10) Senado recorre de decisão do STF – e perde novamente
O advogado-geral do Senado, Alberto Cascais, apresentou ontem à tarde ao STF o pedido de suspensão da segurança para tornar sem efeito a liminar que interrompeu o depoimento do caseiro à CPI dos Bingos. O pedido foi julgado pelo presidente do STF, Nelson Jobim, e negado ainda ontem à noite.
11) PSDB ingressa com ação no STF para que PF, Caixa e BC sejam investigados
O líder do PSDB no Senado, Arthur Virgílio (AM), afirmou ontem que o partido ingressará com representação no Supremo Tribunal Federal (STF) para que o Banco Central, a Polícia Federal e a Caixa Econômica Federal sejam investigados.
Os oposicionistas cobram a punição dos responsáveis pela quebra de sigilo ilegal do caseiro.

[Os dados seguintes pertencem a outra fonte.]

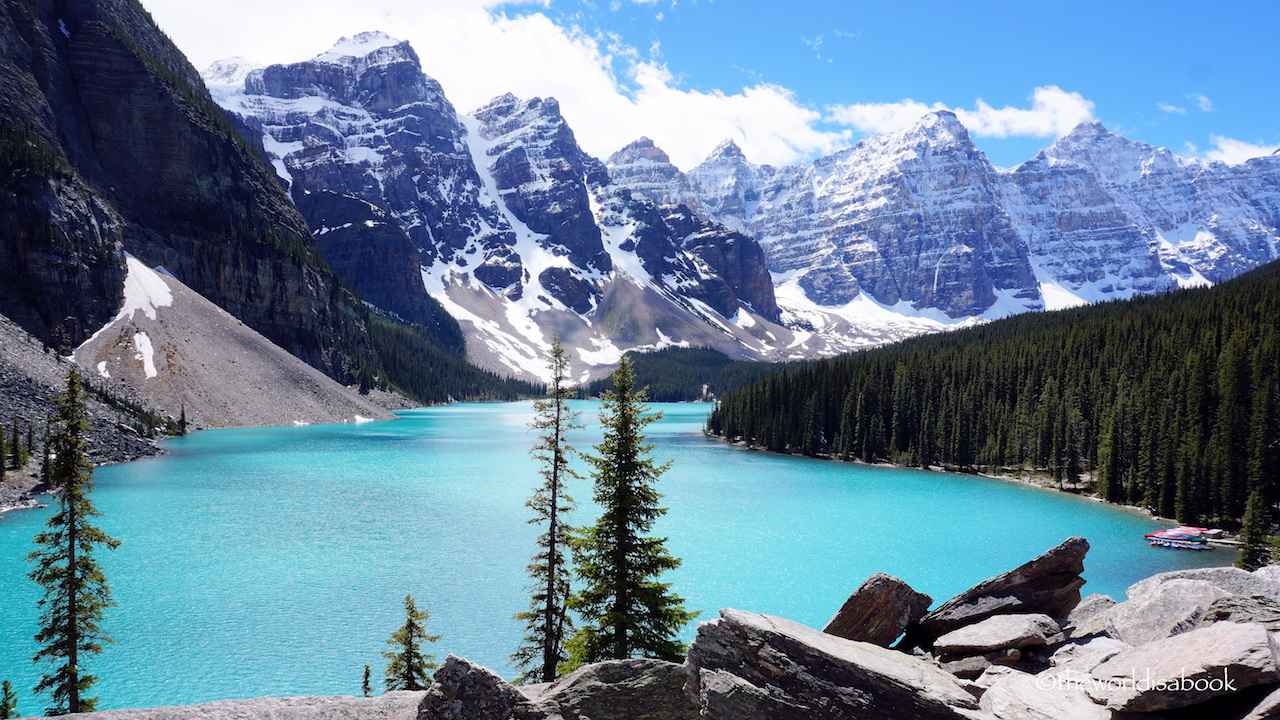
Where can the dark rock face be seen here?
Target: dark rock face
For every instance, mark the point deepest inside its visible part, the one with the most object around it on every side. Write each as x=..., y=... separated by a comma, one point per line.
x=749, y=666
x=544, y=176
x=133, y=122
x=878, y=611
x=1048, y=584
x=617, y=689
x=368, y=247
x=465, y=691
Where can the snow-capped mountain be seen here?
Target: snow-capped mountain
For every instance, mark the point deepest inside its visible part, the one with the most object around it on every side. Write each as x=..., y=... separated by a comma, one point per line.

12) PPS entra na Justiça contra quebra de sigilo do caseiro
O PPS anunciou que entrará na Procuradoria da República no Rio com uma representação criminal contra a quebra ilegal do sigilo bancário de Francenildo. A informação é do presidente nacional da sigla, deputado Roberto Freire (PE). “Hoje é o direito do caseiro a ser violado, amanhã pode ser o de qualquer outro cidadão. Basta ser inimigo do governo para se tornar alvo de um Estado cujas instituições estão sendo usadas para perseguir, como ocorre em regimes ditatoriais”, criticou Freire.